Every time you reach out to a customer to ask for time, you are making a couple of decisions. The first decision you are making is around the medium you choose. If you are asking for a meeting, there are different choices available to you, and a greater or lesser likelihood of achieving the outcome you want, in this case, a meeting.
If you choose email as the medium, you are choosing a medium that isn’t particularly good for acquiring meetings. Email is something that is easy to ignore, and because you aren’t present, there is no way for you to resolve your dream client’s concerns about giving you their time. Sometimes they politely reject your request, and other times (maybe most of the time), they just delete the email and move on with their work.
The phone still reigns supreme as the best medium, not least of all because almost anyone you would want to reach is never more than 36 inches away from their phone (it turns out that any distance further than 36 inches away causes headaches, sweating, difficulty in breathing, and in some cases, violent convulsions). A phone call allows for conversation, a synchronous communication and not asynchronous, like email, where there is a long pause between exchanges. If your prospective client has concerns, you are there to address them, massively increasing your odds of securing a meeting, if you’ve got the chops.

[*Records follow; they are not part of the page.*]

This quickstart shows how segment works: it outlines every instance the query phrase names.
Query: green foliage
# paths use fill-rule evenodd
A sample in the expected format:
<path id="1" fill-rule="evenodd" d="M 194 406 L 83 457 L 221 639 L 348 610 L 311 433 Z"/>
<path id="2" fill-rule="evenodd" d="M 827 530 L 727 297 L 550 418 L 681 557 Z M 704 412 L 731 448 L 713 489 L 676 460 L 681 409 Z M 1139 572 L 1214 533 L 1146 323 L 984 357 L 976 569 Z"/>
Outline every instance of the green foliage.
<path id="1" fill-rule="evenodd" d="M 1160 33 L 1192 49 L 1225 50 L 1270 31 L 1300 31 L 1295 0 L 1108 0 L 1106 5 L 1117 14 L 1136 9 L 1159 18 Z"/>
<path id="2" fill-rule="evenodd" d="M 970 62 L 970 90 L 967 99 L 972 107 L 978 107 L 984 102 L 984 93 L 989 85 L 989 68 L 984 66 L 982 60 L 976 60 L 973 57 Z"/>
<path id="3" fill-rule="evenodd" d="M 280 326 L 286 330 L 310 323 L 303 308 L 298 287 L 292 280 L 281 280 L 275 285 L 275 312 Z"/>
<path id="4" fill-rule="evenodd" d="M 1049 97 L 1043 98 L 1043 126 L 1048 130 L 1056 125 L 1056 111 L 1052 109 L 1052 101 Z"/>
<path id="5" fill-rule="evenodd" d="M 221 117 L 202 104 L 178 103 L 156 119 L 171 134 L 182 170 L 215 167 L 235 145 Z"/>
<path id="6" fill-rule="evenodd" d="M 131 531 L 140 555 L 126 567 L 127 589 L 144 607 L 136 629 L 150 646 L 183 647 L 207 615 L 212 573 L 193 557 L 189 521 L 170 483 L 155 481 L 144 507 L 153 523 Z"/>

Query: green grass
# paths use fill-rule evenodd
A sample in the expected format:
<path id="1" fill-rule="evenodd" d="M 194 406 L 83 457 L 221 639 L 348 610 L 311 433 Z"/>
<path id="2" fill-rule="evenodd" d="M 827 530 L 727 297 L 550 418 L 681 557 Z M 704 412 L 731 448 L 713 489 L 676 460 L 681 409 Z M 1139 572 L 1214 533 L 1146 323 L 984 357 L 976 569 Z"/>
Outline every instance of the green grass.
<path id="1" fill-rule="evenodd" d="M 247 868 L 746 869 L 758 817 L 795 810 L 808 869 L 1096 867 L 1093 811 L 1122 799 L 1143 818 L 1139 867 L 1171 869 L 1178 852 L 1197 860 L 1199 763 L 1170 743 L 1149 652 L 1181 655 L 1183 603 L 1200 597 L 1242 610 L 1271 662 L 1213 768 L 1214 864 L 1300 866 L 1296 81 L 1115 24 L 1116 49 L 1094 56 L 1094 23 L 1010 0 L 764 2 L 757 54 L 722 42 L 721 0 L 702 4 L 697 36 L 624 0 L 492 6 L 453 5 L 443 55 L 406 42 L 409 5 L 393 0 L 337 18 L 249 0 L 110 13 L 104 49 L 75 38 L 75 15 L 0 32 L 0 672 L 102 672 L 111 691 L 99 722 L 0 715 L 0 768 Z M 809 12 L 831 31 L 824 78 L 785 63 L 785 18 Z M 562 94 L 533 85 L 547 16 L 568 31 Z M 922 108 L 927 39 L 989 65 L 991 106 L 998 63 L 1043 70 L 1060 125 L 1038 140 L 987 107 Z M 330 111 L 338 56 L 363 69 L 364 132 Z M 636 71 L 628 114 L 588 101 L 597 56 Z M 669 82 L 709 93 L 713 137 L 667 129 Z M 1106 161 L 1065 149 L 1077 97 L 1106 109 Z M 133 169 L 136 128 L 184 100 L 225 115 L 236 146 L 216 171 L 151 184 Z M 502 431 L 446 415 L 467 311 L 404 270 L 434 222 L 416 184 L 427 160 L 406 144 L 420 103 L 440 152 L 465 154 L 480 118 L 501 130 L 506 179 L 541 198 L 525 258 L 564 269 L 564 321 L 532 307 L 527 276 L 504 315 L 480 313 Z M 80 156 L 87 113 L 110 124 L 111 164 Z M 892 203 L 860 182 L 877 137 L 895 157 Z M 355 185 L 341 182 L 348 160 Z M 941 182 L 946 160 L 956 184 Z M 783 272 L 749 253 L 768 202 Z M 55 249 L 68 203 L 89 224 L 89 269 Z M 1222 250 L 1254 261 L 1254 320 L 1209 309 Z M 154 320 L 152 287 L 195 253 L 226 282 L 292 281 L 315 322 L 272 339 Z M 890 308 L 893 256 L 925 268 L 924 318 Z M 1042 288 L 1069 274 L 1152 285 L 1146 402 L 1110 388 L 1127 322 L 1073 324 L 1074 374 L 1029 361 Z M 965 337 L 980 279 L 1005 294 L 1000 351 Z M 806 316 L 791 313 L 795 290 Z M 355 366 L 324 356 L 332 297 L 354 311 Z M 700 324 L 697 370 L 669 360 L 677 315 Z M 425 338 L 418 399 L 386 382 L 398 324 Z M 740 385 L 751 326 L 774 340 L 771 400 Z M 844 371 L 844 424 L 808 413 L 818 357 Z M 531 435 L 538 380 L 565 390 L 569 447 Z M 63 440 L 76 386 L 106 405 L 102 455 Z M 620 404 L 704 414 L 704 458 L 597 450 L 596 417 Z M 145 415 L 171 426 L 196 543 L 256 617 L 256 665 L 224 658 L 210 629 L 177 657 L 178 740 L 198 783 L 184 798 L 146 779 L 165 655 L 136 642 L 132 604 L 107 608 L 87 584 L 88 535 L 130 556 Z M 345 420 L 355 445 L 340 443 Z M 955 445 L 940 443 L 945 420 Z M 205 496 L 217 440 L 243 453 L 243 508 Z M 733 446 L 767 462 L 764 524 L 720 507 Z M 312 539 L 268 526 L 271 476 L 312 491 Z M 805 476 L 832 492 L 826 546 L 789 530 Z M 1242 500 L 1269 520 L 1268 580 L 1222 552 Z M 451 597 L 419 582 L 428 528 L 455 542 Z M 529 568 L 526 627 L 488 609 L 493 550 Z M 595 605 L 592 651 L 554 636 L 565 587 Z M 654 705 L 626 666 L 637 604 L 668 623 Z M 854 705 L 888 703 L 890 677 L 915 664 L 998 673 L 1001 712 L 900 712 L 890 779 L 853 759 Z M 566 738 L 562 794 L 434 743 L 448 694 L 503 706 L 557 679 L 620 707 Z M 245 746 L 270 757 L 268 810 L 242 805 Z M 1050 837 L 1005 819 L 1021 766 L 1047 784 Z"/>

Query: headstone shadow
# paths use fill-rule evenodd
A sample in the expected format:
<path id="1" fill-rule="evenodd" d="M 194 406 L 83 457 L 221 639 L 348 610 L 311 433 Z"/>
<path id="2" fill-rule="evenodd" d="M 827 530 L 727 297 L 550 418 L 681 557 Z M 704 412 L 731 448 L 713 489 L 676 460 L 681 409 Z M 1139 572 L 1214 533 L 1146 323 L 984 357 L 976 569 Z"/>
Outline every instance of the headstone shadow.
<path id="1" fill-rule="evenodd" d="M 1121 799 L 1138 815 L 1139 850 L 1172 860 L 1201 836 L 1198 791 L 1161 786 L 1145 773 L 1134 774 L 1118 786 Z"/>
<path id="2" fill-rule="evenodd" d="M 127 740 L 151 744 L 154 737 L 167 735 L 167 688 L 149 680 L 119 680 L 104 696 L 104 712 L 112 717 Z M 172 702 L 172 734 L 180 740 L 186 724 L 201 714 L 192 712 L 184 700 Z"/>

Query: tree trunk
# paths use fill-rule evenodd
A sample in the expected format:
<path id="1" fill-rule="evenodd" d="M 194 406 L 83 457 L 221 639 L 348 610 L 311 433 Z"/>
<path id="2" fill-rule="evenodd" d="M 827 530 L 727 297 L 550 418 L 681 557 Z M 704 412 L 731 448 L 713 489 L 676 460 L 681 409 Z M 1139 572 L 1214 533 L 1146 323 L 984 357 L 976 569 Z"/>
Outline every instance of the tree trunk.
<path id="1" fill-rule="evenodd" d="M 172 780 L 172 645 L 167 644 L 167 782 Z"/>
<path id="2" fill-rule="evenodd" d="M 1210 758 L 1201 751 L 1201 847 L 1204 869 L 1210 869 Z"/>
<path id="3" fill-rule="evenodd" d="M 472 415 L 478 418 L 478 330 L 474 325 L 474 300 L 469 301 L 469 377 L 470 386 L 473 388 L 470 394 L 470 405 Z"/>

The second decision is what you are offering of value in trade for your dream client’s time. If you want greater success, you have trade something where your dream client benefits even if they never buy from you. The Trading Value rule is critical (read more here in The Lost Art of Closing). If your client doesn’t recognize the value in meeting with you, you make it easy for them to reject your request and do something else with their time.
If you can trade insights, ideas, new thinking, or interesting experiences from which they can benefit, there is value outside of deciding to buy from you. When you pitch the great privilege of listening to you talk about you, your company, your locations, and your solutions, you repel people from you like a skunk at the garden party.
If you want to make prospecting easier, get better at it.